The Renal Registry is non profit making and as part of the Renal Association is registered as a charitable activity by the Charity Commission.
The UK Renal Registry was established by the Renal Association with support from the Department of Health, the British Association of Paediatric Nephrologists, and the British Transplant Society as a resource for the development of patient care in renal disease.
The Registry provides a focus for the collection and analysis of standardised data relating to the incidence, clinical management and outcome of renal disease. It thus acts as a source of comparative data, for audit/benchmarking, planning, clinical governance and research. The UK Renal Registry monitors indicators of the quality as well as quantity of care, with the aim of improving the standard of care. There is currently a concentration on data concerning renal replacement therapy, including transplantation.
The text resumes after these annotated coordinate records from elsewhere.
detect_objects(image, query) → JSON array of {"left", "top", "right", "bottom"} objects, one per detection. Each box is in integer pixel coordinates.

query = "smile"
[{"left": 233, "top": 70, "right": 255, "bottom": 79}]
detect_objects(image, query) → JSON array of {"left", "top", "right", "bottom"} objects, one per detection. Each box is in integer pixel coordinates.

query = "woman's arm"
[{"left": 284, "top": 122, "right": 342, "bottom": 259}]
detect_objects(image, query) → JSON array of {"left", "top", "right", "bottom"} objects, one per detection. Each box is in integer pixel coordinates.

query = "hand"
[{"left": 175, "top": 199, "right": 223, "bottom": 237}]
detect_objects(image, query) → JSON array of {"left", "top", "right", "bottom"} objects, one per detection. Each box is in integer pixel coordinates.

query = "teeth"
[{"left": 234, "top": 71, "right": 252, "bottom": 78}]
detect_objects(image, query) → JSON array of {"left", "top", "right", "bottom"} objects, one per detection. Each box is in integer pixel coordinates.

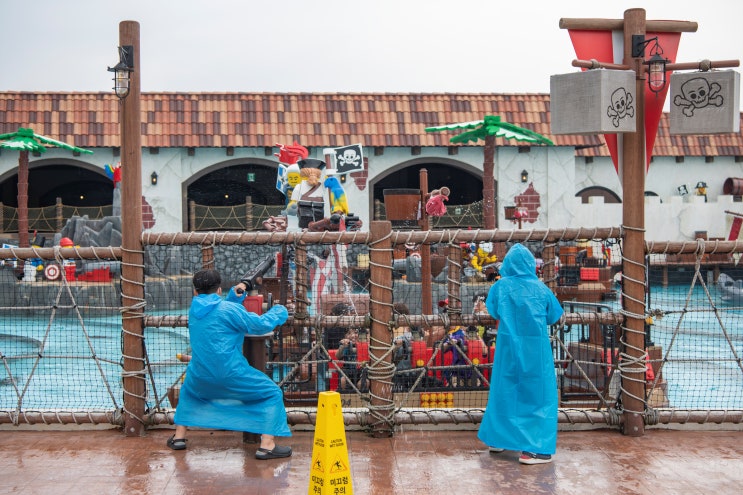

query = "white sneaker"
[{"left": 519, "top": 452, "right": 552, "bottom": 464}]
At a later date there will be an extension to other forms of treatment of renal disease.
There are many renal registries in other countries which provide data on the acceptance rate of patients for renal replacement therapy, the total number of patients being treated, treatment modalities and survival. The regular collection and analysis of biochemical and haematological information is a unique feature of the UK Registry.
Data is collected quarterly by automatic downloading from renal unit databases. Reports are published annually to allow comparative audit of facilities, patient demographics, quality of care and outcome measures.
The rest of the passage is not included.